Making Our School News Scraper 90% Faster and Simpler
Overview
In December 2025, I fixed a big problem with my project: the SSU Announcement Scraper. This tool checks school news and sends alerts to students. For a long time, the old version was slow, expensive, and broke very easily.
To solve this, I performed a major refactoring task. I deleted 700 lines of old code and made the system much faster and more reliable.
Here is a detailed look at how I transformed a fragile prototype into a strong service.
Problems
The old version used a “Headless Chrome” browser inside AWS Lambda to visit the school portal.
While this worked at first, it was a bad way to build a long-term service because…
1. It was too heavy
Running a whole browser just to read a few lines of text uses a massive amount of memory. It is like using a big heavy truck to deliver a single small letter. Every time the scraper ran, the system had to start the engine (Chrome), which wasted resources.
2. It was slow and expensive
Because it had to load images, scripts, and styles, it took 30 to 60 seconds to finish. In the cloud world (AWS), time is money.
Long execution times meant higher monthly bills.
3. It broke easily (Maintenance problem)
If the school changed just one small thing on their website—like a button color or a table name—the scraper would stop working.
I had to spend hours every week fixing the code manually just to keep it running.
4. No tests at all
I didn’t have any automated tests to check if the code was working.
This meant I only found out about bugs after the service stopped sending news to students.
Solutions
The biggest change was stopping the “web scraping” entirely.
Instead of looking at the website like a human, I found a way to talk to a server directly using an API calledSSUFID.
1. Cleaning and Organizing the Code
I deleted the messy old code and wrote a new, unified system.
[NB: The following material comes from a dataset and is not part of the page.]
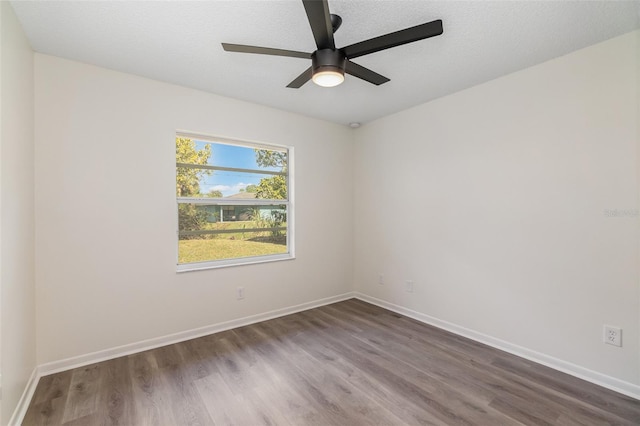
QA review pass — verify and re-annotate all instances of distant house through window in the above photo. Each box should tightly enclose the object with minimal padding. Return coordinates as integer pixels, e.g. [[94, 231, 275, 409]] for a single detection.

Old code: 700+ lines of messy logic and complicated HTML rules.New code: Only 200 lines of clean, simple code.
Result: A 72% reduction in code! It is now much easier for me (or anyone else) to read and understand how the system works.
2. Using AWS SSM for Smart Settings
In the past, if I wanted to add a new school department to the scraper, I had to rewrite the code and upload it again. Now, I use AWS Systems Manager (SSM). I can just change a setting in the AWS dashboard, and the scraper updates itself automatically. I don’t need to touch the code at all.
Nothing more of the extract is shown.